A group of demonstrators gathered in Springfield, Missouri, on Thursday as part of a movement claiming that birds are actually drones operated by the government.
One video posted to social media shows crowds of people carrying signs with various slogans written on them. One read: "If it swoops, it snoops. Birds aren't real. Wake up sheeple."
Another demonstrator's sign claimed that when birds innocuously sit on power lines, they are in fact charging their batteries. It's unclear how many people showed up.
The movement, called Birds Aren't Real, is considered to be tongue-in-cheek, possibly making a dry mockery of genuine conspiracy theorists. Bird protection society Audubon has called the group a marketing scheme to sell related merchandise.
One prominent group member, Peter McIndoe, has represented the group in media reports a number of times. On its website, the group acknowledges him as a representative.
McIndoe told news site Block Club Chicago in 2018 that the campaign is meant to show "we are living in a post-truth era," and he told Newsweek this year that the group is a "post-truth era comedy project."
Birds Aren't Real has been operating for years, having created a Twitter account in 2017. News stories documenting the group's publicity stunts over the years can be traced back to 2018—though McIndoe told Newsweek in March that it has been operating since the 1950s.
According to a PSA video produced by the group, the U.S. government has been killing off birds since the Eisenhower administration and replacing them with "sophisticated robot replicas" with five megapixel cameras and tracking systems.
'Liquid Tracking Apparatus'
Amid this week's Springfield rally, McIndoe told reporters that he believes birds are "charging on power lines" and that "bird poop on cars is liquid tracking apparatus."

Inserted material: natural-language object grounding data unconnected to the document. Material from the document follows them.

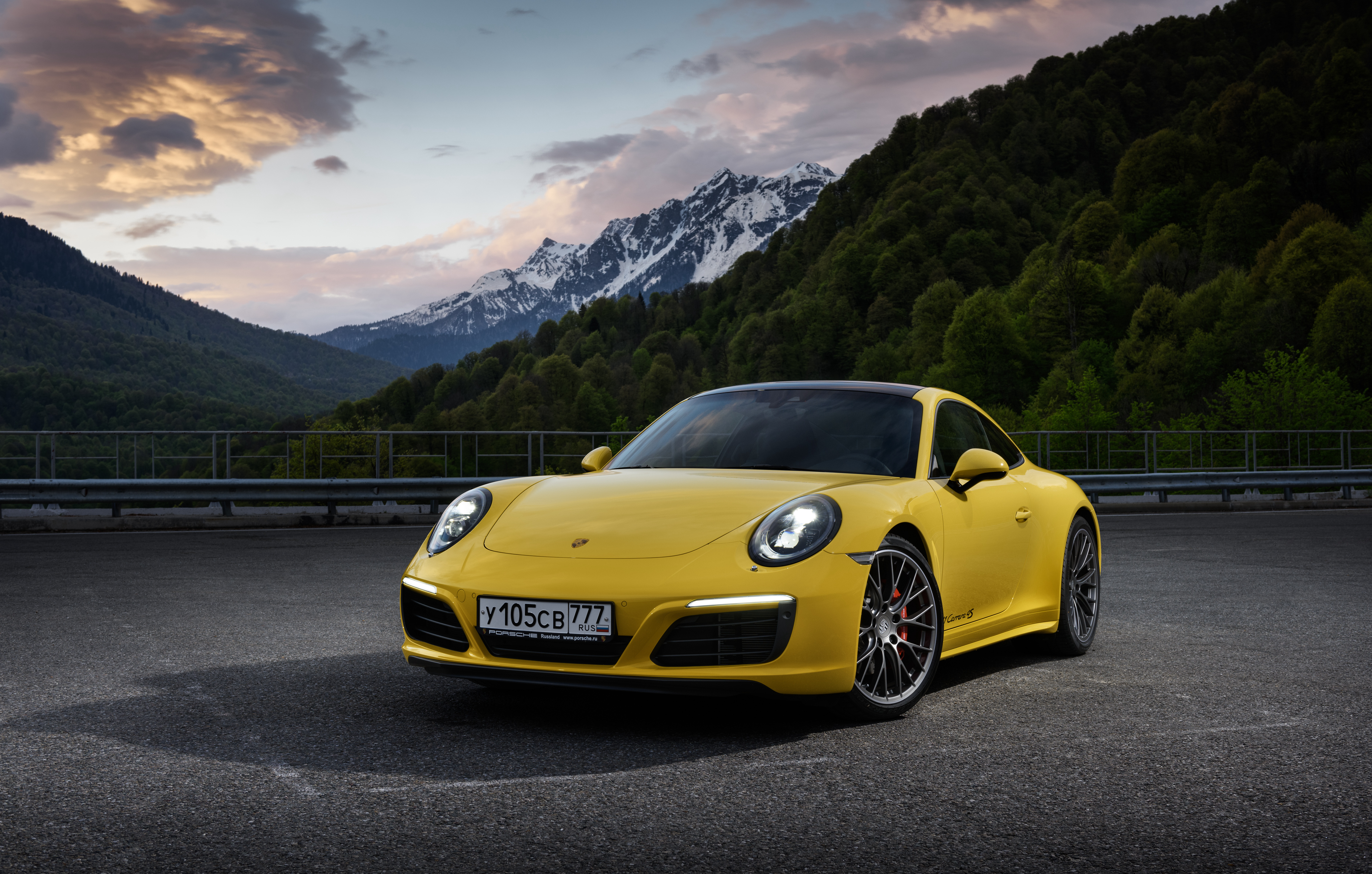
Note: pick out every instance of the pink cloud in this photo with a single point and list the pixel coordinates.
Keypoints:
(821, 91)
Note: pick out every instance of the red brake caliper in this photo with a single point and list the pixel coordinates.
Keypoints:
(895, 593)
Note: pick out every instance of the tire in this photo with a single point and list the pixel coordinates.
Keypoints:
(899, 635)
(1079, 610)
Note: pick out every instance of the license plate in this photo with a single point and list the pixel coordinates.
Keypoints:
(589, 622)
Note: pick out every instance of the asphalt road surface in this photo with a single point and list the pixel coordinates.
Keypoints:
(236, 702)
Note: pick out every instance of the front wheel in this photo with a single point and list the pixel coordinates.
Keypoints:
(1080, 607)
(899, 635)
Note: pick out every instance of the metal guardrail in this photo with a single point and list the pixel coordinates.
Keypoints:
(1160, 452)
(1226, 482)
(293, 455)
(331, 492)
(441, 490)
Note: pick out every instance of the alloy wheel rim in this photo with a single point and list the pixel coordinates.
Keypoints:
(898, 635)
(1083, 585)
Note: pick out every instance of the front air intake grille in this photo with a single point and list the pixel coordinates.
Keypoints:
(739, 637)
(431, 621)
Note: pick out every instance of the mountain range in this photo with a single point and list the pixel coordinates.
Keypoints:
(684, 241)
(61, 312)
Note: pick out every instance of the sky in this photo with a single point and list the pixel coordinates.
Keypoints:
(311, 164)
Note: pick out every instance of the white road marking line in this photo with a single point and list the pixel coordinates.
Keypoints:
(478, 784)
(774, 765)
(1190, 732)
(568, 779)
(276, 765)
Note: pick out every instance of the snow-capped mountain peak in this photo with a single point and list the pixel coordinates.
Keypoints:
(689, 241)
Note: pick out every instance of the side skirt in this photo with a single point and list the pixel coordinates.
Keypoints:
(1004, 636)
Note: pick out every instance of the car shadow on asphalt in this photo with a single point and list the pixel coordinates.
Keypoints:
(374, 714)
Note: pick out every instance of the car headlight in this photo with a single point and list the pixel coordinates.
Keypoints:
(795, 531)
(460, 518)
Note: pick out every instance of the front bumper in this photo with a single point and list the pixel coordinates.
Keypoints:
(651, 595)
(608, 682)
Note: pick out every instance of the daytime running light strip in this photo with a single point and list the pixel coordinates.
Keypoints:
(422, 586)
(741, 600)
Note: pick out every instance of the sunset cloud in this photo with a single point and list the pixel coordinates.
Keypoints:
(822, 91)
(331, 164)
(113, 105)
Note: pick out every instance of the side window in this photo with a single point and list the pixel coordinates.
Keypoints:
(1001, 444)
(957, 429)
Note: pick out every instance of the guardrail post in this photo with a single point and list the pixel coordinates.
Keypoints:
(1347, 456)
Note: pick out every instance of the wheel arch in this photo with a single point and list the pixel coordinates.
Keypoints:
(1086, 512)
(914, 536)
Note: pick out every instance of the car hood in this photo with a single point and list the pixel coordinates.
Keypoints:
(645, 514)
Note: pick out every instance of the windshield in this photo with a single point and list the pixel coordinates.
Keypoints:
(784, 430)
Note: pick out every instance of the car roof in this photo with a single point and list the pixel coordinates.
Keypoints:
(835, 385)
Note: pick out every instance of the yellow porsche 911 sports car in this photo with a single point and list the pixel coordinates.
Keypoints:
(811, 538)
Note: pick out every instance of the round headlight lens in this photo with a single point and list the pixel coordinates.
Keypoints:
(795, 531)
(460, 518)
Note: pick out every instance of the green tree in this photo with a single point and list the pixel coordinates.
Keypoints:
(930, 323)
(592, 410)
(1342, 335)
(984, 356)
(1095, 230)
(1290, 393)
(1311, 267)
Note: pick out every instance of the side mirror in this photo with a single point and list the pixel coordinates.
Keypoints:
(975, 467)
(599, 457)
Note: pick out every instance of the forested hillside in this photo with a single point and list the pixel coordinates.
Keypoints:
(66, 403)
(1171, 227)
(58, 311)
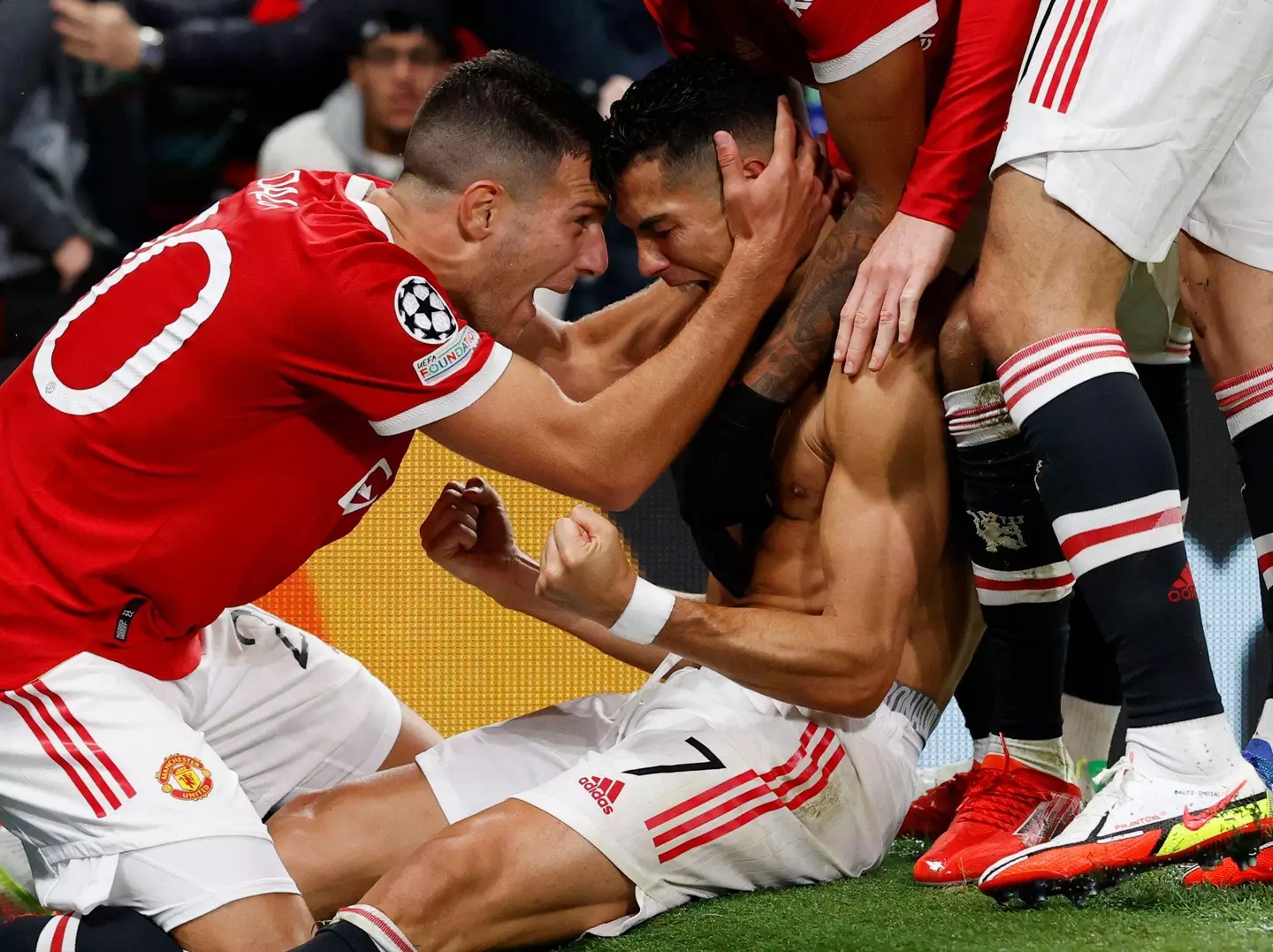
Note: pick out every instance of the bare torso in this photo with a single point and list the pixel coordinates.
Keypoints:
(789, 572)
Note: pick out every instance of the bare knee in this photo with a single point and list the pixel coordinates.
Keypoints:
(1194, 280)
(274, 922)
(295, 825)
(472, 862)
(960, 354)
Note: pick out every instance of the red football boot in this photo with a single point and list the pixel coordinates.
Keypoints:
(932, 811)
(1007, 807)
(1229, 873)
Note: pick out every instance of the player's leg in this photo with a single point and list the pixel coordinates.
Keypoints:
(508, 877)
(1159, 340)
(1226, 278)
(714, 806)
(1108, 476)
(293, 715)
(339, 842)
(1024, 587)
(127, 806)
(1232, 304)
(1094, 697)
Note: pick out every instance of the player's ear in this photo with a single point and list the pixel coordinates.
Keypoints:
(752, 167)
(479, 206)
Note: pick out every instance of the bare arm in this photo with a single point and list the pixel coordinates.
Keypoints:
(876, 118)
(469, 534)
(587, 355)
(882, 527)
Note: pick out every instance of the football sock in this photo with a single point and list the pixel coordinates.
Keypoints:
(975, 697)
(1024, 583)
(104, 929)
(340, 937)
(1109, 483)
(1246, 402)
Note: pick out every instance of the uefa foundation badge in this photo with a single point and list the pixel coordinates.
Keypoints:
(185, 778)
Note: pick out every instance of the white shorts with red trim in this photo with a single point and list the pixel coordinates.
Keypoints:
(1146, 118)
(695, 787)
(100, 761)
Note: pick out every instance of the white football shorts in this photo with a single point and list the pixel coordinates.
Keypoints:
(1146, 118)
(695, 787)
(101, 763)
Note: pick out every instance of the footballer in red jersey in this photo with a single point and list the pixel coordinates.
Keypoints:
(882, 68)
(236, 395)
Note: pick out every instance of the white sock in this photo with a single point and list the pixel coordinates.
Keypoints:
(1264, 729)
(1088, 728)
(1203, 747)
(386, 936)
(1049, 756)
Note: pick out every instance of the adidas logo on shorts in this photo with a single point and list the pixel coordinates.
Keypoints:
(604, 790)
(1183, 588)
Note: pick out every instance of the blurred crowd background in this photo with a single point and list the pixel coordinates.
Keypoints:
(121, 120)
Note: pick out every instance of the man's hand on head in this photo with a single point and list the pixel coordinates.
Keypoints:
(777, 216)
(881, 308)
(584, 569)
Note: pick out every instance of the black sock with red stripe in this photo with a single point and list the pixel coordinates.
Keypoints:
(339, 937)
(1023, 582)
(1091, 670)
(104, 929)
(1246, 402)
(1109, 483)
(975, 692)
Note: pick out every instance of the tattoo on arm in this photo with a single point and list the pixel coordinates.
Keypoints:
(804, 335)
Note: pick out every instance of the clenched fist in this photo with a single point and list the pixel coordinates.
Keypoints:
(584, 569)
(468, 534)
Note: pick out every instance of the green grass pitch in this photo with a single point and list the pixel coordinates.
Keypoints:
(885, 911)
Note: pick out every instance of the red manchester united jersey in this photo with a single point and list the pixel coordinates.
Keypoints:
(972, 52)
(232, 397)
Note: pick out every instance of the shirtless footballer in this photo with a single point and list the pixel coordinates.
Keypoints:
(237, 395)
(787, 758)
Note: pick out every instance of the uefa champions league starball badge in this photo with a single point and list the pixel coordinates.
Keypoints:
(423, 312)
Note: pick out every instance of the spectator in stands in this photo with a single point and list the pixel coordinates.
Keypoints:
(363, 125)
(50, 246)
(294, 50)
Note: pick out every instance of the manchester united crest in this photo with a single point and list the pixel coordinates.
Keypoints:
(1000, 531)
(185, 778)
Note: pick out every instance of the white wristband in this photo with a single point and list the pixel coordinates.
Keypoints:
(645, 613)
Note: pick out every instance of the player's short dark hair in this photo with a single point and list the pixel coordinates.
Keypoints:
(431, 18)
(502, 118)
(671, 113)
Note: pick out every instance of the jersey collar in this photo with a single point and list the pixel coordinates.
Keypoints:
(356, 190)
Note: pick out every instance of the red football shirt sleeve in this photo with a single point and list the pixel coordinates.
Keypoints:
(845, 36)
(384, 339)
(964, 130)
(676, 25)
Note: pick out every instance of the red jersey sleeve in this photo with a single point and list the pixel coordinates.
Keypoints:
(676, 25)
(966, 122)
(845, 36)
(385, 340)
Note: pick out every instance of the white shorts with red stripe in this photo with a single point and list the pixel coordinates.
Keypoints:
(98, 761)
(1147, 118)
(695, 787)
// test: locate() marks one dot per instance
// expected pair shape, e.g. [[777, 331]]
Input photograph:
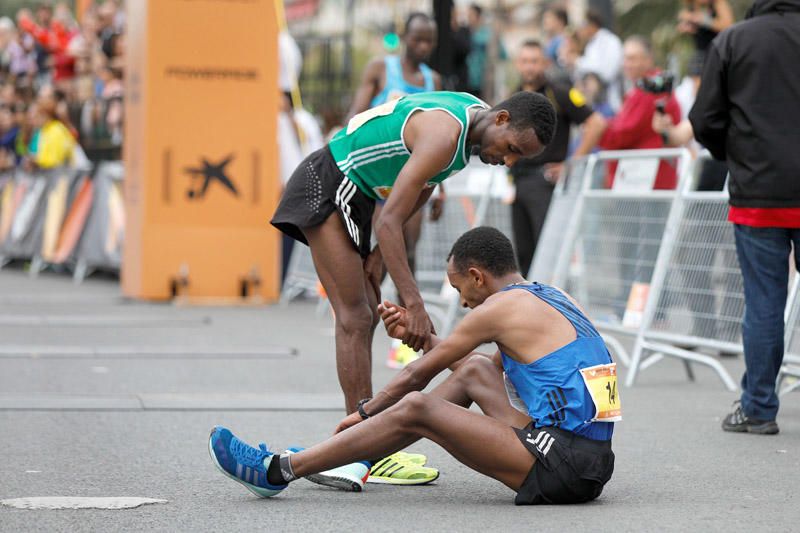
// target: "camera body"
[[657, 83]]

CBS 42 reported that followers of the group are making fun of mainstream conspiracy theories such as QAnon.
Yet McIndoe doesn't break character during media interviews. Audubon states McIndoe is a 20-year-old college student at the University of Memphis, Tennessee, and the "creative muscle" behind the group.
McIndoe defended the group's legitimacy in a phone call with Audubon, stating: "The thought that this could be used to make a satire of a dark and tense time in American culture—I find those things to be baloney."
As of Friday afternoon the Birds Aren't Real group on Reddit boasted more than 385,000 members. Its Instagram account—on which there are links to the group's merchandise page—shows it has 319,000 followers.
Earlier this month, the FBI warned that followers of the conspiracy group QAnon could engage in violence against political opponents, according to a threat assessment sent to lawmakers and obtained by CNN.